— Oh ! gronda Brouland, n’exagérons point son innocence. Sa folie est de celles qu’une vie entière ne suffit pas à racheter. Elle discernait, avant d’agir, le mal qu’elle voulait commettre. Mais je ne moralise point sur son cas ; je l’explique ; habitude ou, si vous aimez mieux, tic de physiologiste. Si elle avait tenu bon jusqu’au départ de Glenka, elle sortait de cette aventure probablement indemne. Le contraire étant, à cette heure, trop certain, l’absence et le souvenir ont exaspéré l’aimantation réciproque ; faut-il nous étonner qu’elle ait pris hier le train pour Saint-Cloud ?
— Elle n’est pas à Saint-Cloud, rectifia Bernard, elle a trouvé une situation à Paris.
Et il instruisit, sous le sceau du secret, Brouland des volontés qu’énonçait la lettre d’Hélène. Le docteur l’approuva de refuser Paulette ; après une pause réfléchie, il dit encore :
— Actuellement, pour la sauver, vous ne pouvez pas grand’chose…

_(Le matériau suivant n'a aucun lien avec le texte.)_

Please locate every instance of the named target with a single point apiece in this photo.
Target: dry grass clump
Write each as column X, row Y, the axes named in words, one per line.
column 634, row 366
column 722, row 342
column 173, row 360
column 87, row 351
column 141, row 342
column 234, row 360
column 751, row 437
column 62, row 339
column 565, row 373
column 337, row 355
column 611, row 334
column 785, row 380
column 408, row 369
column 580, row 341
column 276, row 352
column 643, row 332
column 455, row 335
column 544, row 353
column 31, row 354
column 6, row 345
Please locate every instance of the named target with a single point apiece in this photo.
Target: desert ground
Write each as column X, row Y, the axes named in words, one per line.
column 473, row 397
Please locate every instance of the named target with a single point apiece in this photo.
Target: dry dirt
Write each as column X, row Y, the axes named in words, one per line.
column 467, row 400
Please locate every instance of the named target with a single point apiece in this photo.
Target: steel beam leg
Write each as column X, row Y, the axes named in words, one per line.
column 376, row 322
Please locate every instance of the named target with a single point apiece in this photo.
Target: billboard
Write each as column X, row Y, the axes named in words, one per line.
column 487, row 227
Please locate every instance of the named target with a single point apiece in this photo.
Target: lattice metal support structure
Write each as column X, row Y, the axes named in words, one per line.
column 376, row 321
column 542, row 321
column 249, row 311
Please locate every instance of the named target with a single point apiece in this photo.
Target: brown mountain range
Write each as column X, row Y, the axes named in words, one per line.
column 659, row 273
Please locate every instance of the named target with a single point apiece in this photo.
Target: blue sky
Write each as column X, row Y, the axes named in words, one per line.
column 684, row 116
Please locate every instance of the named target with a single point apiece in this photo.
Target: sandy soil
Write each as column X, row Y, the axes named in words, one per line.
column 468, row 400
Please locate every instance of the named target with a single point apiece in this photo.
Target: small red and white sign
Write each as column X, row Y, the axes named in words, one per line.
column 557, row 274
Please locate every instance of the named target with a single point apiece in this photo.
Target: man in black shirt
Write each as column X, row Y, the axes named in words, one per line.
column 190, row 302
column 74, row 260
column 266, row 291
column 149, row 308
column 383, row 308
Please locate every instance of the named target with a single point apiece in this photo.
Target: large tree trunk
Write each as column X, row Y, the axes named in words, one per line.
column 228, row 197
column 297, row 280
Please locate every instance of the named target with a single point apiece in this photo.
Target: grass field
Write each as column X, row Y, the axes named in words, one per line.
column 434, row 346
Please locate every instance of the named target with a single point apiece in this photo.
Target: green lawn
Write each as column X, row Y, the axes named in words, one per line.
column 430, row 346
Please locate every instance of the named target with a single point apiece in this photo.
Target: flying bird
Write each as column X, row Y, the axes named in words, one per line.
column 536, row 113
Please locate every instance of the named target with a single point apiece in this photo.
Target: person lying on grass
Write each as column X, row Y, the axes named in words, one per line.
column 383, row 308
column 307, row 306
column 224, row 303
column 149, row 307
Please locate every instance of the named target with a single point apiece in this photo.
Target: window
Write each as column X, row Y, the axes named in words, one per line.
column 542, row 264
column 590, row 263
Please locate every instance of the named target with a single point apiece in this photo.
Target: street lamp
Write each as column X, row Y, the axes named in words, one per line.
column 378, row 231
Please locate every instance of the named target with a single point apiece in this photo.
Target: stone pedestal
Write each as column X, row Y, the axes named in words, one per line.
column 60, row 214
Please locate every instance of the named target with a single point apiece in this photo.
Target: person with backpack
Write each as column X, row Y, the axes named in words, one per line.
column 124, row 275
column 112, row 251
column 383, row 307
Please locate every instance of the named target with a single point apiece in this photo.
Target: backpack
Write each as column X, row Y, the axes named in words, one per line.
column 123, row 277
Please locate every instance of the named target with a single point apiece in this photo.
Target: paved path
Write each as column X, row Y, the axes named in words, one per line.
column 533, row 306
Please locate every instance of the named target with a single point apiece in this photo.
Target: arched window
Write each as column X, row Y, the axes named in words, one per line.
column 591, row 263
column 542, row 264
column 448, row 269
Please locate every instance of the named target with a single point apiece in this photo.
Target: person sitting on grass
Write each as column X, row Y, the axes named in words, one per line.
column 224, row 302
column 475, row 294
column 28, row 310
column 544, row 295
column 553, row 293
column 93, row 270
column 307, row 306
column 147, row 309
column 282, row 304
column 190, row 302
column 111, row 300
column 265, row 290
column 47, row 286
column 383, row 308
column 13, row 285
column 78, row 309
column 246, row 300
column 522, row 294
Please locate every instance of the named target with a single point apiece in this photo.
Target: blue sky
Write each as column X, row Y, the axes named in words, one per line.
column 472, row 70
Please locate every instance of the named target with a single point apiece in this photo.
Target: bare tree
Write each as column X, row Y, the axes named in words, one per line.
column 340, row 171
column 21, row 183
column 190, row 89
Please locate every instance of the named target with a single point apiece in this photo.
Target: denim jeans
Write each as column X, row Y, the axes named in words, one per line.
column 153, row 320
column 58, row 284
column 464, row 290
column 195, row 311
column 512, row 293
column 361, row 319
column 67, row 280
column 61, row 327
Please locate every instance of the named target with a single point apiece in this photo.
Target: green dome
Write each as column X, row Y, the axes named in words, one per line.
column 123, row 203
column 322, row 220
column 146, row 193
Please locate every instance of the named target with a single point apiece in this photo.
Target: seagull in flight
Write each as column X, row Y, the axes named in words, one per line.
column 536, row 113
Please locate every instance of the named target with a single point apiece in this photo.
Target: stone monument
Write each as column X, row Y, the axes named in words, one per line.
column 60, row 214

— Si, beaucoup, dans l’ordre invisible.
— Je suis croyant, vous le savez, repartit le docteur ; l’intervention, dans les événements, des causes supérieures, je l’admets comme l’inconnu, l’X nécessaire ; mais il faut que notre action sur l’humain y corresponde. A vous, je vous reprocherais de l’apathie mystique. Comprenez-moi. Personne au monde, pas même Dieu, ne peut empêcher un homme et une femme qui se cherchent de se joindre en désir ou en fait, au mépris du décalogue. Voilà pourquoi leurs actes ont des suites très lourdes. Seulement, ce faux bonheur va-t-il durer ? Je connais Glenka ; Mme Dieuzède n’est pas une rouée capable de le retenir longtemps dans ses filets. Elle joue en amour avec lui trop franc jeu ; il la domine comme elle vous domine ; il la fera souffrir ; elle aura des bouderies de petite fille gâtée dont il se lassera fort vite. Il se lassera et la quittera. La guerre offre tant de prétextes ! Il n’a qu’à se faire envoyer dans un hôpital distant de Paris, à retourner en Orient ou sur le front. Ce sera, pour Mme Dieuzède, l’instant critique ; c’est alors que ses amis devront la protéger du désespoir, ou empêcher une autre chute qui, celle-là, pourrait être mortelle. Je pense à une femme excellente, dont la présence serait une chance de salut. Mme Laboré, à cause de son vieux père malade, passe plus de temps à Paris qu’ici. Je la mettrai, si vous m’y autorisez, dans la confidence. J’estime son tact et sa bonté incomparables. Elle visitera, comme par hasard, le magasin de Mme Dieuzède ; elle l’engagera tout naturellement à venir chez elle. Isolée comme elle va l’être, votre femme, c’est vraisemblable, lui ouvrira le mystère de sa vie, recevra ses conseils. Et, à l’heure de la détresse, Mme Laboré sera là pour lui tendre deux mains vigoureuses.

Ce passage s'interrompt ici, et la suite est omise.